First, in order to make a precise statement of number of words copied between two texts, one would need to specify at a minimum the smallest run of words that will count toward that measure. In the trivial case, with a minimum run length of one, every text is copied 100% verbatim from an unabridged dictionary (assuming correct spelling and no neologisms). We are not interested in the trivial case, though, and that makes things more interesting. If we search for a run length of, say, ten words (which is my default), we can be pretty confident that any two texts that share one or more such runs of words it is because of a shared source, either one from the other or both from a third text. When one looks for such exact matches, one could generate a number with precision and only have one parameter to qualify that with. Any two long but unrelated texts in the same language are likely to share a preponderance of runs of 1 word (it is like the dictionary comparison mentioned earlier), a substantial number of 2-word runs, and decreasing numbers of matches at 3, 4, 5, etc. word runs. By the time one gets to considering 5 words or more in a row, the absolute number of matches between unrelated texts should be close to zero. So even when considering completely verbatim copying, one can have analyses that report differing percentages of matches in a subject text simply because of the length of the run being considered to constitute a match.
Second, when one wants to find more than just simple verbatim copying, one will have to make more choices, and that means more potential variation in results. Words may be changed within a run, words may be inserted, or words may be deleted. .Fourscore and seven long years ago. should be recognized as having been derived from the Gettysburg Address despite having an inserted word not present in the original. One can choose how many words at a time might have been changed, inserted, or deleted and still cause a determination that a match has occurred. This number has to be strictly less than the minimum run length being considered. When I analyse for 10 word runs, I have settled upon up to 4 words as potentially being changed, skipped, or deleted.

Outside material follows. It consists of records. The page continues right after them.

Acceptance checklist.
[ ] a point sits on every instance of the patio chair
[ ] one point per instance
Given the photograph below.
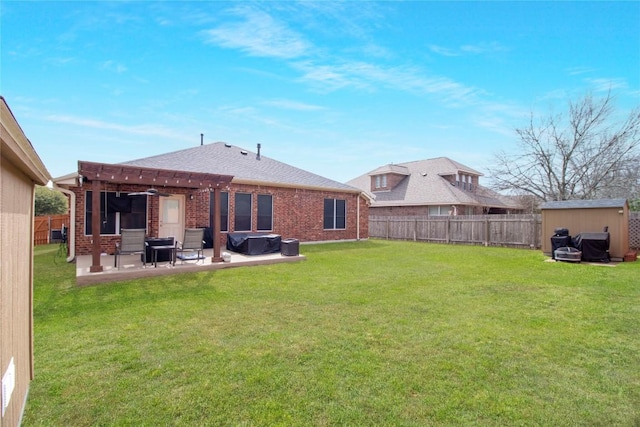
(193, 242)
(132, 241)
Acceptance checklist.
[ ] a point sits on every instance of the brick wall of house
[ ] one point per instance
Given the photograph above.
(297, 213)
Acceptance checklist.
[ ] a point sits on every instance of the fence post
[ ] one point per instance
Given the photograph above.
(448, 230)
(487, 232)
(387, 228)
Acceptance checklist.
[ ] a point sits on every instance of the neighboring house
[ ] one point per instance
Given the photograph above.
(20, 170)
(432, 187)
(256, 193)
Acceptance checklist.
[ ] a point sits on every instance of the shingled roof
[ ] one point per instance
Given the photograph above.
(584, 204)
(425, 185)
(245, 166)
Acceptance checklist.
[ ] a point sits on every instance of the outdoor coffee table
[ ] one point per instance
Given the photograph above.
(156, 249)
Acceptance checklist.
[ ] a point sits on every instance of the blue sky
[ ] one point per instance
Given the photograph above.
(336, 88)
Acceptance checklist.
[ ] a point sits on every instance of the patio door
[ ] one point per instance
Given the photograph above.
(171, 221)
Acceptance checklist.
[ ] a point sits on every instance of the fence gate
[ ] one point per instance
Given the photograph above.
(45, 227)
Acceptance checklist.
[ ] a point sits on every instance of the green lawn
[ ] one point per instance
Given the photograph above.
(360, 334)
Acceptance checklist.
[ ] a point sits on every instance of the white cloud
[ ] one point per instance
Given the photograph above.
(143, 129)
(292, 105)
(481, 48)
(605, 85)
(366, 76)
(258, 34)
(113, 66)
(444, 51)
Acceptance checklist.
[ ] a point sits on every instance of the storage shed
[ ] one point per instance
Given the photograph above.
(20, 170)
(588, 216)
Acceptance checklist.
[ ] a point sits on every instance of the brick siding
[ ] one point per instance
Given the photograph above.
(297, 213)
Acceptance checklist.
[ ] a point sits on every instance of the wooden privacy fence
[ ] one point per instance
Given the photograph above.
(488, 230)
(45, 226)
(634, 230)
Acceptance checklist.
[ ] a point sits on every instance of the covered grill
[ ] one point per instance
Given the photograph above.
(594, 246)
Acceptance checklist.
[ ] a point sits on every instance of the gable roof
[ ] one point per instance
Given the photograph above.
(585, 204)
(245, 166)
(425, 185)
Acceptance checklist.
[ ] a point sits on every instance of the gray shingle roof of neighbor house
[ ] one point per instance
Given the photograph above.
(245, 166)
(424, 185)
(584, 204)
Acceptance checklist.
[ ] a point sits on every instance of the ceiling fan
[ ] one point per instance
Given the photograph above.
(149, 192)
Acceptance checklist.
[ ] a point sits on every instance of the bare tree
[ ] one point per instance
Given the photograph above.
(583, 156)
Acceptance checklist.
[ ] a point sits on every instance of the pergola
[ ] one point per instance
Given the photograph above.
(100, 173)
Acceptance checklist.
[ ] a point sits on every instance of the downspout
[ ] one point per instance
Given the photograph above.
(358, 218)
(71, 227)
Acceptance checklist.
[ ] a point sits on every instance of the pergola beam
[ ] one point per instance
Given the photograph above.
(97, 173)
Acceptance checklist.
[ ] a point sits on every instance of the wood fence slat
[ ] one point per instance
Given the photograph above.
(44, 224)
(489, 230)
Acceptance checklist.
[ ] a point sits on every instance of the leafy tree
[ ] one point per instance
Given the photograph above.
(50, 202)
(583, 155)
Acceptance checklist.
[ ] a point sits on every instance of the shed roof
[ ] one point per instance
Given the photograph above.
(585, 204)
(15, 146)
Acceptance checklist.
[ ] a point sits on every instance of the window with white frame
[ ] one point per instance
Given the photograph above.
(265, 212)
(242, 218)
(335, 214)
(224, 210)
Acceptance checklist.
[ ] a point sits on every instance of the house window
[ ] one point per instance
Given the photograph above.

Third, making this a matter of algorithm rather than eyeballing removes the subjectivity from the analysis. I can choose my parameters, but once I.ve done that, that.s it. The number that pops out for one text being considered as the source of another is fixed given that choice of parameters. This is a Good Thing.
Fourth, when a percentage is reported, it depends critically upon which way that the analysis was run. The number one obtains to answer the question, .How much of reference text A was copied from subject text B?. is by no means the same number as one gets by asking, .How much of reference text B was copied from subject text A?. At the extreme end, consider a chapter from Moby Dick and the whole book as texts. The chapter is 100% copied from the book, but the book is only, say, 4% copied from the chapter.
Fifth, I like seeing a side-by-side comparison of texts as well as getting the numbers. That is why I have always provided such views as supplements to the summary numbers when I.ve done this sort of text comparison. The present instance is no exception, notwithstanding the apparent inability of some naysayers to notice and follow the provided links.
OK, so here is a list of numbers and what they mean for stuff being discussed here.
90.9% . This is the number the Discovery Institute has settled on as representing how much of the KvD decision.s section on whether ID is science (let.s call it .KvD-IDsci. for short) was copied from the plaintiffs.s proposed findings of fact section dealing with the same topic (ppfof-IDsci). How did they get that? Somebody at the DI eyeballed it and said that.s close enough. If they tasked someone else to do it again, there is no guarantee that the number would remain the same.
70% . the proportion of copied text to uncopied text *100 in KvD-IDsci taken from ppfof-IDsci when using parameters of a minimum of 5 words in a run and up to 2 words being changed, skipped, or deleted. This is a liberal matching criterion.
66% . the proportion of copied text to uncopied text *100 in KvD-IDsci taken from ppfof-IDsci when using parameters of a minimum of 10 words in a run and up to 4 words being changed, skipped, or deleted. This is a conservative matching criterion, and the standard one I use for text matching.
48% . the proportion of text copied by KvD-IDsci to text not copied there *100 in ppfof-IDsci, using parameters of a minimum of 10 words in a run and up to 4 words being changed, skipped, or deleted. This one has confused at least one person, who seems to have thought that this was another number applied to the analysis of KvD-IDsci. Instead, this number indicates how much of ppfof-IDsci was used by Judge Jones, not how much of KvD-IDsci came from there.
38% . the proportion of copied text to uncopied text *100 in the KvD decision taken from the plaintiffs.s proposed findings of fact when using parameters of a minimum of 10 words in a run and up to 4 words being changed, skipped, or deleted. The whole ruling has quite a bit of text that did not come from the PPFOF.
35% . the proportion of text copied from the complete KvD decision to text not copied there *100 in the full ppfof, using parameters of a minimum of 10 words in a run and up to 4 words being changed, skipped, or deleted. This number indicates how much of the full ppfof was used by Judge Jones in his complete decision, not how much of the decision came from the ppfof.